No team excels in this area quite as much as Alabama. A self-professed analytics guru, coach Nate Oats identifies the most efficient shots on the court (layups and 3-pointers) and his teams take them almost exclusively. It’s a winning formula: Every team in the Sweet 16 save Princeton ranks in the top 70 in offensive efficiency, according to Pomeroy. (The Tigers are 100th.) Efficient offense has been a hallmark of the Crimson Tide during Oats’ previous seasons in Tuscaloosa, but this is the best defensive team he’s had in four seasons.

Miami also operates with ruthless efficiency and combines it with NCAA tournament experience, having danced to the Elite Eight in 2022. The Hurricanes rank 12th in offensive efficiency and are sharpshooters from the 3-point line. Against Indiana on Sunday night, Miami shot 39% from deep and out-rebounded the Hoosiers 48-31 en route to a 85-69 win.

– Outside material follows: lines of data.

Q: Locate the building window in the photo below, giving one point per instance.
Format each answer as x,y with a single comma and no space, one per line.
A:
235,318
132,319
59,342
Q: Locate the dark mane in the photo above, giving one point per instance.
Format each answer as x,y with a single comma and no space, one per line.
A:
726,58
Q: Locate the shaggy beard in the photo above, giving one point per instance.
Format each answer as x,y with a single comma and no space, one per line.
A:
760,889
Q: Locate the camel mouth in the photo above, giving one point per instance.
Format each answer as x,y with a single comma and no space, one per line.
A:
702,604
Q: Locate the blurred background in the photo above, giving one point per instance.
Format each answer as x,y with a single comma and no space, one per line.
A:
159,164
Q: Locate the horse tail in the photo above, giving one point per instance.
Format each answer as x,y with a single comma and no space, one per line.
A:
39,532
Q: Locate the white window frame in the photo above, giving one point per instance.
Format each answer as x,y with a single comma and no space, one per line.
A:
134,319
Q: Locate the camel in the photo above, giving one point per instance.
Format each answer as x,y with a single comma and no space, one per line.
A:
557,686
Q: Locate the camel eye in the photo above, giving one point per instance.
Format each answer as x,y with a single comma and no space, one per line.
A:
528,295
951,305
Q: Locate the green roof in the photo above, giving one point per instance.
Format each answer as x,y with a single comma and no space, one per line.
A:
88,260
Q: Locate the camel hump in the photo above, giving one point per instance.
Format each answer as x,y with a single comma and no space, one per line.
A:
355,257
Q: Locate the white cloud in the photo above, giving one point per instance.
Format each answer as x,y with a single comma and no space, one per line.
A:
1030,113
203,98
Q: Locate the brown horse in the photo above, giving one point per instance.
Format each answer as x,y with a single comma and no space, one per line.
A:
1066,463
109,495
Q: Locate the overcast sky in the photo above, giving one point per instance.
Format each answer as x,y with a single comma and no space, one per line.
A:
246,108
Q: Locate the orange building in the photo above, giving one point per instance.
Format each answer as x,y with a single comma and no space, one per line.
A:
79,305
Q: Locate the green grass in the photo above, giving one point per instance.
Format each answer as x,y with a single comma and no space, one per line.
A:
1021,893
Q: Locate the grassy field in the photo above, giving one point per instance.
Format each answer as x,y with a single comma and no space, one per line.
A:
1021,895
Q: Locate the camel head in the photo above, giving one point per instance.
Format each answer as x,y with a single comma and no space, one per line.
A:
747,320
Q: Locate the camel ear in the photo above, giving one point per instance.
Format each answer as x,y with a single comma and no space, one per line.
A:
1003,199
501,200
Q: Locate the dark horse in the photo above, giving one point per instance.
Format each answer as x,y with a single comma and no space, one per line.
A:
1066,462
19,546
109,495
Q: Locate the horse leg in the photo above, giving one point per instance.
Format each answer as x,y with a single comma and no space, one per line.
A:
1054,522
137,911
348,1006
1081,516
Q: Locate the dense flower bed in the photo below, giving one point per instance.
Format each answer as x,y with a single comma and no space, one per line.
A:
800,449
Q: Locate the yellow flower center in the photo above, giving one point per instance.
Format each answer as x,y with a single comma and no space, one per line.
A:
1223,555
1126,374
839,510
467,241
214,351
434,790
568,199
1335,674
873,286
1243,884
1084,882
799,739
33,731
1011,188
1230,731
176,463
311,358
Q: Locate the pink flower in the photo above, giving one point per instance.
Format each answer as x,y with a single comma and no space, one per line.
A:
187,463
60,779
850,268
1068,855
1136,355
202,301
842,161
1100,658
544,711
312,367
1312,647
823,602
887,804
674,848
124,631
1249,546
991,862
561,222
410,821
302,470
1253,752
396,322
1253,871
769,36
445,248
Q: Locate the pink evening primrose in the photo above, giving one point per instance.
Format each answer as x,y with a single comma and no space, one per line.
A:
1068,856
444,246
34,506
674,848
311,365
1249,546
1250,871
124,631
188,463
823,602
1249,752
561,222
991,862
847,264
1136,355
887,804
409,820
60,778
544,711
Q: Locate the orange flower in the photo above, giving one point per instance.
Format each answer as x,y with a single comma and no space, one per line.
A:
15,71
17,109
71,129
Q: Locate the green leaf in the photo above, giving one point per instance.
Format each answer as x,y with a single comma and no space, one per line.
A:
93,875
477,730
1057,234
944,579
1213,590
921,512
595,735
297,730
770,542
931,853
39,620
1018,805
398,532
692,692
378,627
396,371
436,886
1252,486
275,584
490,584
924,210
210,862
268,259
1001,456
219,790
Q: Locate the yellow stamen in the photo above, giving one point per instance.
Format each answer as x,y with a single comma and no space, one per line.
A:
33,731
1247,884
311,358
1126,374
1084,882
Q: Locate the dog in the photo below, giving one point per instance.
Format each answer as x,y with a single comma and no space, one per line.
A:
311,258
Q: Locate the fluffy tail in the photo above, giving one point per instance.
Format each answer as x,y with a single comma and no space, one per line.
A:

Rebounding is another key trait of March Madness winners. Of the 16 remaining teams, 12 rank in the top 100 of offensive rebounding percentage. The reason is simple: offensive rebounds can lead to second-chance points while defensive boards deny opponents of just that.

The best team in the 2023 field on the glass is No. 1 Houston. Trailing Auburn on Saturday night, the Cougars were able to rally in part because they grabbed 18 defensive rebounds to the Tigers’ six in the second half. That helped Houston keep its dreams of making it to a hometown Final Four alive.

Strong defenses are another unifying trait of this year’s survivors. UCLA is one of the most efficient teams in this category in 2023, and so is Tennessee, which held Duke to 52 points on Saturday—tied for the lowest the Blue Devils have ever scored in the NCAA tournament.

Perhaps the most surprising member of Pomeroy’s top six is UConn, which advanced to the Sweet 16 with a win over Saint Mary’s on Sunday.

The Huskies run the third-most efficient offense in Division I and are the top offensive rebounding team in Division I. They dominated a Rick Pitino-coached Iona in the first round before beating Saint Mary’s for back-to-back wins over teams whose mascots are the Gaels.

The win over Iona convinced Pitino that the Huskies might have what it takes.

“Win it all. Take it home. You’ve got the team to do it," he told coach Dan Hurley in the hallway following the game.